Когда в 1975 году мне исполнилось 24 года, я вышла замуж за АндраникаТангяна. Он закончил физико-математическое, я филологическое отделение МГУ. Вскоре родилась наша старшая дочь Катя. Отец был доволен, что вырастил меня и что я зажила самостоятельно. Теперь он мог свободно распоряжаться собой. Он оценил мой выбор и справедливо считал, что я попала в хорошую семью – мой свекор Семен Тангян был заместителем Генерального директора ЮНЕСКО в Париже, свекровь Августа Тангян – преподавателем испанского языка. С другой стороны, он немного ревниво относился к моему мужу. Очень уж легко я ушла от отца, поменяв девичью фамилию Трифонова на Тангян. По-моему, это его слегка задело. Но мне тогда хотелось создать свою семью. Вскоре у нас родилась вторая дочь Нина. У отца же началась другая жизнь, и мы стали общаться намного реже. А наш сын Миша родился уже много позже. В 1990 году мы всей семьей поехали в Германию, там мужу предложили работу, и мы остались. Но это уже совсем другая история.

  Полина Мамичева и Амшей Нюренберг на персональной выставке Нюренберга. Москва, 1961 г.– Расскажите о вашем замечательном дедушке-художнике.

– Амшей Нюренберг был родом с Украины, образование получил в Одесском художественном училище. Из Одессы в 1911 году он отправился изучать искусство в Париж. Примкнул к группе талантливых новаторов, многие из которых были тоже выходцами из Российской империи. Делил год мастерскую в фаланстере художников «Ля Рюш» с Марком Шагалом. Так образовалась дружба, которая, под конец немного в одностороннем порядке, но сохранялась им всю жизнь. Нюренберг жил в Париже дважды – до и после революции, в первый раз как свободный художник, а во второй – как «культурный посол», командированный Луначарским после восстановления дипломатических отношений с Францией. Отсюда несомненное влияние французской живописи на его творчество. Между двумя парижскими периодами он возглавил группу одесских «независимых» художников, потом был комиссаром искусств в Одессе, работал у Маяковского в Окнах РОСТА, основал московскую художественную группу «Нож» и преподавал во ВХУТЕМАСе. В конце 1920-х годов Нюренберг вместе с женой Полиной Мамичевой, которая была москвичкой, окончательно обосновался в Москве. Он продолжал активно работать и явился одним из организаторов МОССХа (Московская организация Союза советских художников). Искусствоведческая и литературная деятельность тоже занимала его всю жизнь. Нюренберг был активным человеком и большим оптимистом.

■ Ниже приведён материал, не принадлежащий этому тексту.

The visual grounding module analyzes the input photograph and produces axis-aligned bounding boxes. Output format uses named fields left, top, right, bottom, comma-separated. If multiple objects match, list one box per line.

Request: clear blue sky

Когда я вышла замуж, мои бабушка с дедом были уже очень старыми. Но они тепло отнеслись к моему мужу. Андраник сам интересовался искусством, а кроме того, старался им помочь в бытовом плане. Меня это радовало, так как в некотором смысле мой муж компенсировал их плохие отношения с зятем. В конце жизни Нюренберга беспокоил вопрос о судьбе своих работ. Большую часть картин, рукописей, архивных документов и фото он сам распределил по музеям и запасникам Москвы и Украины. Но некоторые работы у него оставались, и он опасался, что они могли пропасть. Он просил моего мужа позаботиться о его наследии.

           Нюренберг умер в возрасте 91 года. Часть его ранних работ я передала в музей Нукуса им. Савицкого (Узбекистан), где собрана вторая по значимости коллекция русского авангарда. Удалось опубликовать полную книгу его мемуаров «Одесса–Париж–Москва» (2010) и сделать интернет-страницу www.amshey-nurenberg.com. Кроме того, я опубликовала несколько статей о Нюренберге, используя архивные документы. Мне кажется, он был бы доволен тем, что мы для него делаем.